Bürgerbefragungen ermöglichen mehr Demokratie?
Nehmen wir das Beispiel Atomkraft. Nach der letzten Bundestagswahl sind CDU und FDP mit der Regierungsbildung beauftragt worden. Sie hatten bei der Wahl eine Mehrheit bekommen und sprachen sich für die Laufzeitverlängerung von Atomkraftwerken aus, obwohl deren Wähler mehrheitlich dagegen waren. Das Thema Atomkraft spielte aber 2009 keine Rolle. Dann aber kam Fukushima und die Frage nach der Energieversorgung wurde sehr wichtig. Es wurde deutlich, dass die Regierung keine Meinung mehr vertreten konnte, die ihre eigenen Wähler ablehnten. So kam es dazu, dass Parteien die Energiewende vertraten, die diese kurz zuvor noch ablehnten. Eigentlich hätte man damals eine Bürgerbefragung durchführen können. So stünde die Energiewende jetzt auf sichererem Boden.

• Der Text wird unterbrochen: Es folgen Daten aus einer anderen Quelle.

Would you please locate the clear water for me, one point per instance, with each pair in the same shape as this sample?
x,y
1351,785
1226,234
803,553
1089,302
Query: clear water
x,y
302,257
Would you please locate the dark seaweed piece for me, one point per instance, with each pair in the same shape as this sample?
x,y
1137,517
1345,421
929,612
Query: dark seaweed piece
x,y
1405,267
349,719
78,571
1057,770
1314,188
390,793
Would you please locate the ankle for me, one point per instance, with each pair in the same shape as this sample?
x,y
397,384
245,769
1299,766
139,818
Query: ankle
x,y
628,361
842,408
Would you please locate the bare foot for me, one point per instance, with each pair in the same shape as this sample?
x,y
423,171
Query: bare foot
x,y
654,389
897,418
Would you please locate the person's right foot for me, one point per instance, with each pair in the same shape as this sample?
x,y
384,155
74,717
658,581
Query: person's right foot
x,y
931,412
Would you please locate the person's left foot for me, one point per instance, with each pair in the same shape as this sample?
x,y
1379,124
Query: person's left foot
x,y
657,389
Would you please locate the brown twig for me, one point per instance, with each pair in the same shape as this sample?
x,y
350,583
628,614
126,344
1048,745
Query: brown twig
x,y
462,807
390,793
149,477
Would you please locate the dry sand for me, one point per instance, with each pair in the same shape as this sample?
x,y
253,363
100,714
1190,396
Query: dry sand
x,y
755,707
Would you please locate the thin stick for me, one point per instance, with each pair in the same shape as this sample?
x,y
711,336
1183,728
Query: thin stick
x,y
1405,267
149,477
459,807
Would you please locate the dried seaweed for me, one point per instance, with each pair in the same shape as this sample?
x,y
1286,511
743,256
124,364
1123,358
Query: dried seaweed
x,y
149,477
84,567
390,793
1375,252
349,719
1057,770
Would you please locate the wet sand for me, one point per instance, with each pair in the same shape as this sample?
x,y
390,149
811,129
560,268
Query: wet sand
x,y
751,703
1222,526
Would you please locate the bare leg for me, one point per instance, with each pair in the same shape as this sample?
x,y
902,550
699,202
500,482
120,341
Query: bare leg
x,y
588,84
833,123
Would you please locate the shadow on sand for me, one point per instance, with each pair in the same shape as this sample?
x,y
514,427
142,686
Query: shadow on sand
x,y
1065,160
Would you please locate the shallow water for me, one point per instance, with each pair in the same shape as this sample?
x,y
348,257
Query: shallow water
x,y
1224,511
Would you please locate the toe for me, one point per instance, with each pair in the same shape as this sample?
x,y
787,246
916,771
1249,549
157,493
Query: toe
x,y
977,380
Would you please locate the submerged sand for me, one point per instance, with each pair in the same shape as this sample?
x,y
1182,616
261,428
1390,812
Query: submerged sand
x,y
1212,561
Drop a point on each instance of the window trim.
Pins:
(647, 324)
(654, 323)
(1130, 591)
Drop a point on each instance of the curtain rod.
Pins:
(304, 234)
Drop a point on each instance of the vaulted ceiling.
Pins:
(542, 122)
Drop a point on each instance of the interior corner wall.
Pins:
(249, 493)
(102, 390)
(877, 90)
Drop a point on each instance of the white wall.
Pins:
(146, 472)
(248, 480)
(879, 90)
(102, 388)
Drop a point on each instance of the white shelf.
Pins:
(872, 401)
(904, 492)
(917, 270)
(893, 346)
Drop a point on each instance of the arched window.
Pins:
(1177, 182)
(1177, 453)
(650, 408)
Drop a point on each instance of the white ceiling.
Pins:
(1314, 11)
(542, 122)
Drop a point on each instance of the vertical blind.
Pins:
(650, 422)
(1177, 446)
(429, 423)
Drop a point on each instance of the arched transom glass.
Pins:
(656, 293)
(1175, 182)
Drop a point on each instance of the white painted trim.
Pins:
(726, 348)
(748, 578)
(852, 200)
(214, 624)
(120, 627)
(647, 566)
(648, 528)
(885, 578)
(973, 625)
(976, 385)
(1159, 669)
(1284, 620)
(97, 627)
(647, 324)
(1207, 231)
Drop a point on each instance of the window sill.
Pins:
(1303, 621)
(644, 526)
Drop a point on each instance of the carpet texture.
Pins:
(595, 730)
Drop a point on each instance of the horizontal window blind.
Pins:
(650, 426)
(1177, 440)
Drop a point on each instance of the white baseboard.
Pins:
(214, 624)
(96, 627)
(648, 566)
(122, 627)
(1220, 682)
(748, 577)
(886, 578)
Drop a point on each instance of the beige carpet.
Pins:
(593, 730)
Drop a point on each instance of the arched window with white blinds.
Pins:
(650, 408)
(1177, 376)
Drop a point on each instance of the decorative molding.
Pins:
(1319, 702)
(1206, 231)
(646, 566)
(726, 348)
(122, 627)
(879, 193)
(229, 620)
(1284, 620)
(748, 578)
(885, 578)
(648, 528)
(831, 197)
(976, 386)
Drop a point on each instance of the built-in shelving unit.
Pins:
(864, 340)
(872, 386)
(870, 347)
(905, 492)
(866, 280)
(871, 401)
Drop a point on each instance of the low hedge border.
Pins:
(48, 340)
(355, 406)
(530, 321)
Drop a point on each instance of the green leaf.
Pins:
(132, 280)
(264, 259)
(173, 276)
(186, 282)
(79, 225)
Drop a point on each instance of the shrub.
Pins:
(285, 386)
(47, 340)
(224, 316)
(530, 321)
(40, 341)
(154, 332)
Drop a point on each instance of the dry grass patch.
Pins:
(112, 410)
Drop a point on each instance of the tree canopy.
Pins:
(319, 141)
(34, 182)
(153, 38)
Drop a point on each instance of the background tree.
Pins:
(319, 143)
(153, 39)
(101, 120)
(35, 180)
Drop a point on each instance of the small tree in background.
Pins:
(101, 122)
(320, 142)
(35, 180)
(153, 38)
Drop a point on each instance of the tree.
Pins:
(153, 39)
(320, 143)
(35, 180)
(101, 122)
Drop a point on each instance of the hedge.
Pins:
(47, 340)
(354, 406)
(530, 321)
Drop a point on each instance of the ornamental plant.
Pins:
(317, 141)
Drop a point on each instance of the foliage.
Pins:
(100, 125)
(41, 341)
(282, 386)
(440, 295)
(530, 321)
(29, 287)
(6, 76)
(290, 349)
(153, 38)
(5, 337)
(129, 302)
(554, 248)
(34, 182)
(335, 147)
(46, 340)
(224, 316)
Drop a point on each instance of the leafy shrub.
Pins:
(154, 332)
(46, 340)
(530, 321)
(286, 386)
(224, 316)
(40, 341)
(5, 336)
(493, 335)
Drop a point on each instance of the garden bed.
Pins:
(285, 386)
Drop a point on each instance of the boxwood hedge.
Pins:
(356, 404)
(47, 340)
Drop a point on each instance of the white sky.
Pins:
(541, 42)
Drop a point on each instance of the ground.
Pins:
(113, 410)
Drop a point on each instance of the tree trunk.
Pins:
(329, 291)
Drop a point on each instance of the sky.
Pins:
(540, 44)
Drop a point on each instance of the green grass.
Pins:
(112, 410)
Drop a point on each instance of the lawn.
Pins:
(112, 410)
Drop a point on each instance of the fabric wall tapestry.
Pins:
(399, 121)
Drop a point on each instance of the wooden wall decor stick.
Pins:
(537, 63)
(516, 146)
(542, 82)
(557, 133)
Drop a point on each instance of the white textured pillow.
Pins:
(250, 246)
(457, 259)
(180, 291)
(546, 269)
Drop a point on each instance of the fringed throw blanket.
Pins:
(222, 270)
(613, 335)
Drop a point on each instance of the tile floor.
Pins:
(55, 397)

Manchmal will das Volk aber auch gefährlichen Unsinn. Der Zuspruch zur Todesstrafe wächst nach spektakulären Kindsmordfällen rapide.
Politiker ändern ihre Meinung und auch die Bevölkerung ändert ihre Meinung. Das ist ihr gutes Recht. So sprunghaft wie oft behauptet ist die Meinung der Bevölkerung nicht. Wichtig bei Beteiligungsverfahren ist, dass man den Bürgerinnen und Bürgern die entsprechenden Informationen zur Verfügung stellt. Es reicht nicht, die Menschen nur zur Urne zu rufen. In der Schweiz werden bei Volksentscheiden Abstimmungsbüchlein verteilt, in denen die verschiedenen Argumente aufgeführt werden. Oft wird direkte Demokratie diskutiert, als sei sie ein institutionalisierter Stammtisch. So muss und darf es ja gar nicht laufen.
Warum ist man nicht schon eher auf Bürgerbeteiligung gekommen?
Unsere politischen Institutionen sind etwa 60 Jahre alt. In jener Zeit haben etwa fünf Prozent eines Jahrgangs Abitur gemacht. Heute sind es 50 Prozent. Damals gab es als Informationsmöglichkeiten ein paar Zeitungen. Inzwischen gibt es nicht nur viele Zeitungen und Zeitschriften sondern auch Funk, Fernsehen, Internet. Alle wichtigen Informationen können Sie sich in kürzester Zeit beschaffen. Die Menschen heutzutage sind in einem ganz anderen Zustand. Sie trauen sich Entscheidungen zu und man darf ihnen diese Entscheidungen auch zutrauen.